Sun Dec 12 06:13:40 PST 2004

On Sun, Dec 12, 2004 at 02:51:04PM +1000, Anthony Towns wrote:
> Hi,
> 
> Still trying to grok what merging is about :)
> 
> So, I think there are a range of different things implicit in "merging":
> 
>   a) That when you merge R+B into R+A to get R+A+(B)+C, you can easily 
> (automatically, with no conflicts) merge this back into R+B (to get 
> R+B+(A)+C) and have the same repository.
> 
>   b) That when you're in the process of merging R+A and R+B you end up 
> with a repository/working directory that reflects the changes from R in 
> both A and B, in a form that's easy to navigate and understand, and thus 
> resolve.
> 
>   c) That when you've merged R+A and R+B to get R+A+(B)+C, merging 
> further changes from either branch, such as D from R+A+D to get 
> R+A+(B)+C+(D), is as easy as possible.
> 
> 
> Do those sound reasonable? I'm trying to go from darcs-agnostic first 
> principle's sort of approach. Should there be more, or is there a better 
> way of describing them?

Yes.

> AFAICS:
> 
> darcs gets (a) completely right; if it didn't it probably wouldn't be 
> able to cope with being so decentralised.

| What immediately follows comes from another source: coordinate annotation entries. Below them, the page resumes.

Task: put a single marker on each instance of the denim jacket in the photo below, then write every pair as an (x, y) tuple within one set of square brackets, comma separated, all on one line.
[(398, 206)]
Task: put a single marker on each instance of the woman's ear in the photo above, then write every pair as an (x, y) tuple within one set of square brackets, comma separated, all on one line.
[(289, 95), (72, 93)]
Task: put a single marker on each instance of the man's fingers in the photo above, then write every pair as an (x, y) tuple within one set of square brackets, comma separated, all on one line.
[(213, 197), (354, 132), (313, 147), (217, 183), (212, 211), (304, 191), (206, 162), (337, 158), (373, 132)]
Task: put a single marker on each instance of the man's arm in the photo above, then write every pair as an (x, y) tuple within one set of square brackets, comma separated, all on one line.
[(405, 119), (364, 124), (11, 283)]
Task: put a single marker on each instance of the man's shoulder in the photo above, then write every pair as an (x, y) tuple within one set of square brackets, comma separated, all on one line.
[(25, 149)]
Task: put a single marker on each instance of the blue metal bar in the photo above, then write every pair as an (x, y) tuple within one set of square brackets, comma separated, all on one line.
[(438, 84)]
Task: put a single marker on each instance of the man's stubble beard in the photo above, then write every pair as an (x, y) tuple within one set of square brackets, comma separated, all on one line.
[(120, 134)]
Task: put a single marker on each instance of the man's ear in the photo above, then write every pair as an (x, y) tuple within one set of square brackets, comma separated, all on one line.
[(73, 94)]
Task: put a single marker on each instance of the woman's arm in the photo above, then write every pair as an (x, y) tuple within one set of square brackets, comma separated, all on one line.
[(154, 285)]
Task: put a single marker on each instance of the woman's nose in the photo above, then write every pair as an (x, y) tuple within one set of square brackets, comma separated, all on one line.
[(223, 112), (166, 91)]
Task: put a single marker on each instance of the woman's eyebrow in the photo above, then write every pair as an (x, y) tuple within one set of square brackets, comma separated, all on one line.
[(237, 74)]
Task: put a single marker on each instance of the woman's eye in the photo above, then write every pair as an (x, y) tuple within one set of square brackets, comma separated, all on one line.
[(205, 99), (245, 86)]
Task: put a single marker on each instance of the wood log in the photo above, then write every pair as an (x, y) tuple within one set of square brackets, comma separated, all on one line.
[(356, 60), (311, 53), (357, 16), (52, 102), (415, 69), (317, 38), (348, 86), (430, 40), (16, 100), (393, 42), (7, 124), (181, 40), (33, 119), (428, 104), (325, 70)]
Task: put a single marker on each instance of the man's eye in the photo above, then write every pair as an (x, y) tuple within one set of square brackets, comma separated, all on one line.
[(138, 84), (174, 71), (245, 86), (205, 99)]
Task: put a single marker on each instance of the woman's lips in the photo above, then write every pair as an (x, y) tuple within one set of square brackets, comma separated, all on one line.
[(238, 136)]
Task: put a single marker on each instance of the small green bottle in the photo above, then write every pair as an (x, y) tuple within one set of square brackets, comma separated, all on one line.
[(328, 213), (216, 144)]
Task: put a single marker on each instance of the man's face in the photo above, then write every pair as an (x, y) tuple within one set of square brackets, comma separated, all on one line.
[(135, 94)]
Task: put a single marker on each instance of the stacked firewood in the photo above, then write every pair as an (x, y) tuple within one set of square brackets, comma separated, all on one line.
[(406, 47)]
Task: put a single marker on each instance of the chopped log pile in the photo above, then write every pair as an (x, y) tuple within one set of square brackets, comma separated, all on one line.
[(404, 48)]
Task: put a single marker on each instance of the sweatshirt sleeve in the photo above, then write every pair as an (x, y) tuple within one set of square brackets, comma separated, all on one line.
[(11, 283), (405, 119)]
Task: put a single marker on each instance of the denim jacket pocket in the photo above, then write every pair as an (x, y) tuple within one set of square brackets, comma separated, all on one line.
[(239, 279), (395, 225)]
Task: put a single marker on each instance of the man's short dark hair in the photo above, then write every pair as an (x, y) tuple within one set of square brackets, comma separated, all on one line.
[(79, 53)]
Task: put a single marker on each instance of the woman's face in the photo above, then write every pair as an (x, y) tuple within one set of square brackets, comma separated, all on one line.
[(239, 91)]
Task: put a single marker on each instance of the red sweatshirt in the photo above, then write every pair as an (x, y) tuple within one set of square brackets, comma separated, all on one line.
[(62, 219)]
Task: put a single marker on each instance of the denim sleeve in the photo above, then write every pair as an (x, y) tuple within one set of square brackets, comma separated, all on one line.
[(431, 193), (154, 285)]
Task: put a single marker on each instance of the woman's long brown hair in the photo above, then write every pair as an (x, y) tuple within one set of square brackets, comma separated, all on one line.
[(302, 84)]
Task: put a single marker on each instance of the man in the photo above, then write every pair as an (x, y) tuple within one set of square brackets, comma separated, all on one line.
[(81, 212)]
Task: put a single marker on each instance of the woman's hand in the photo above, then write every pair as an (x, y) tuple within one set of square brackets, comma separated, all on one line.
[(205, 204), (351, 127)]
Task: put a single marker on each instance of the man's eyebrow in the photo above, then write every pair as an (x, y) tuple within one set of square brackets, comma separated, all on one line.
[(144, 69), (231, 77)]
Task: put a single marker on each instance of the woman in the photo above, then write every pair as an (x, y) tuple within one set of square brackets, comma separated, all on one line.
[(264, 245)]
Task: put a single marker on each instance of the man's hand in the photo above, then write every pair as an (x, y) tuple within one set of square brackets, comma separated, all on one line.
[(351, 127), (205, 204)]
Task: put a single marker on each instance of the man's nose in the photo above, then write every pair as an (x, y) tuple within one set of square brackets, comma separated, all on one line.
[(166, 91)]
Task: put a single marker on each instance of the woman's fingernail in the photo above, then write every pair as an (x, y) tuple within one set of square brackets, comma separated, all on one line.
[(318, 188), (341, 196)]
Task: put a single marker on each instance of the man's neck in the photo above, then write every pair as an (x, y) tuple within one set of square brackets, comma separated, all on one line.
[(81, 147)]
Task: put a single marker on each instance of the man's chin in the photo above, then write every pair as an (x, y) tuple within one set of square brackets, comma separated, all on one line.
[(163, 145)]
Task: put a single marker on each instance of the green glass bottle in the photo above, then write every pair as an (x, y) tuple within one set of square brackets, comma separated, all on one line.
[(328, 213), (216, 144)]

Yes, except for the hunk commutation bug that snuck into 1.0.0.  (Grrrr!)

> darcs gets (b) mostly right -- it's fine for conflicting hunks, and 
> conflicting addfile/moves, but breaks down for conflicting 
> addfile/addfiles. Having pretty GUI tools like Bitkeeper does would be 
> even better, of course.
> 
> darcs gets (c) completely right for non-conflicting merges, but 
> completely wrong for conflicting merges.

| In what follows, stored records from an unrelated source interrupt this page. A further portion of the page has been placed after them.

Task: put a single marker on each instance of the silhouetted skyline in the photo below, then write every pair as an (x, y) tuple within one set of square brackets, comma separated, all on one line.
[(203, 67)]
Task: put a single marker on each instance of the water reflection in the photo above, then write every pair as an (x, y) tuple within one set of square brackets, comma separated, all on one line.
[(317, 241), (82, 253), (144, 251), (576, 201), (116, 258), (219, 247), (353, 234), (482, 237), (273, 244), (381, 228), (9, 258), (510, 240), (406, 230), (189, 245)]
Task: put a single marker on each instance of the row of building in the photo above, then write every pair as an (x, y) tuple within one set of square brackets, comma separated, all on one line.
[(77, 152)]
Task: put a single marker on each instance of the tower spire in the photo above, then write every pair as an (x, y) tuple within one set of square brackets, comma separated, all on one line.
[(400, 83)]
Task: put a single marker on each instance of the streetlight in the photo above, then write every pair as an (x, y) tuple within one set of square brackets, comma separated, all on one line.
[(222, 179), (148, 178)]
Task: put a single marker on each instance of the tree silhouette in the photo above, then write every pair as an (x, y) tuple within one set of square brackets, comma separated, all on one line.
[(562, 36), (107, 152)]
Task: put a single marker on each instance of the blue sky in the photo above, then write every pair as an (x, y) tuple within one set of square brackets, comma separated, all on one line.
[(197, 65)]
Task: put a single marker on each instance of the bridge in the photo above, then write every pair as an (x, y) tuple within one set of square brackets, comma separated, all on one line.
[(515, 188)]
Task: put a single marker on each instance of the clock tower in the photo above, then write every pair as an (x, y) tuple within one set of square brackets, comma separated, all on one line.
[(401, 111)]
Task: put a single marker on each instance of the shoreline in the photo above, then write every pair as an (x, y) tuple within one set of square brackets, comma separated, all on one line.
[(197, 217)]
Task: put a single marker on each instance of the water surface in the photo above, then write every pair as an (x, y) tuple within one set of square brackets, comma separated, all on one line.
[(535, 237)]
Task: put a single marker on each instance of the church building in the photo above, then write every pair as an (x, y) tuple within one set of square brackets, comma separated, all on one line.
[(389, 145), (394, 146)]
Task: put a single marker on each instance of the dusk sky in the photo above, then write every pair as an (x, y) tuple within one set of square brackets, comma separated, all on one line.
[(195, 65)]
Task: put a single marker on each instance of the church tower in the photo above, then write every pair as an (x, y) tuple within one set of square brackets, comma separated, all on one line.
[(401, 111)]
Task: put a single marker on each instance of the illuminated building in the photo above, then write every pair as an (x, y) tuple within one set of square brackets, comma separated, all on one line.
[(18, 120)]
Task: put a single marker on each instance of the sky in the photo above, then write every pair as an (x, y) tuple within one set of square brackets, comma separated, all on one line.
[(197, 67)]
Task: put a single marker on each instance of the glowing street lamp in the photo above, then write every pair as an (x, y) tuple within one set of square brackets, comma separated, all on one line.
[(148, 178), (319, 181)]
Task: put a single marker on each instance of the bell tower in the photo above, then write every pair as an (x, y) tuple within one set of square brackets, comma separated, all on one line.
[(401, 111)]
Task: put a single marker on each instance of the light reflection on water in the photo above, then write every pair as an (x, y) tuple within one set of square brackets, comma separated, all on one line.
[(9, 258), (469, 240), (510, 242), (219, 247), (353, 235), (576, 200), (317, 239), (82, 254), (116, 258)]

Sounds about right.  Both (b) and (c) can be fixed without affecting
backwards-compatibility, since they're both a case of marking conflicts
and/or auto-resolving conflicts, both of which processes involve the
creation of a new patch (within the darcs framework), so there are no
backwards compatibility issues.

(c) is an instance of the multiple-conflict problem which when taken far
enough is what causes darcs to hang on an exponential algorithm.  So I
don't expect it to be fixed until I've fixed that problem.

(b) is something people could hack on if they wanted, but I'm not likely to
do so soon, since I'll be working on the multiple-conflict problem.
Thursday I go home for Christmas, and my plan is to work on this while I'm
there.  Hopefully once that is resolved, working out the details of
conflict marking and resolution will be the next thing on the plate.

> I *think* arch/tla gets all of them right, by contrast. The disadvantage 
> arch has (aiui) is that the way it gets them right is by having fuzzy 
> patches, which probably limits it from supporting things like "replace"
> patches.

Actually, arch misses out on (a).  In any case where the three line context
isn't sufficient to unambiguously perform the inexact patching (i.e. files
with repeated content--not all that rare) the order in which patches are
merged matters.

In fact, one could devise an attack where two patches A and B are both
improvements when applied in one order, but introduce a security hole when
applied in the reverse order.  I think with two patches you might need some
luck, but with three patches it's pretty easy.  The trick of course is the
social engineering required to get a developer to apply both patches, and
in a particular order.  It probably would be most effective to send one to
each of two separate developers on a project, since both patches are valid
improvements to the code, and both developers can read them as closely as
they like without seeing a problem, and if they trust each other (and arch)
sufficiently to not look carefully at the result of the non-conflicting
merge of their changes, you've introduced a hole.
-- 
David Roundy
http://www.darcs.net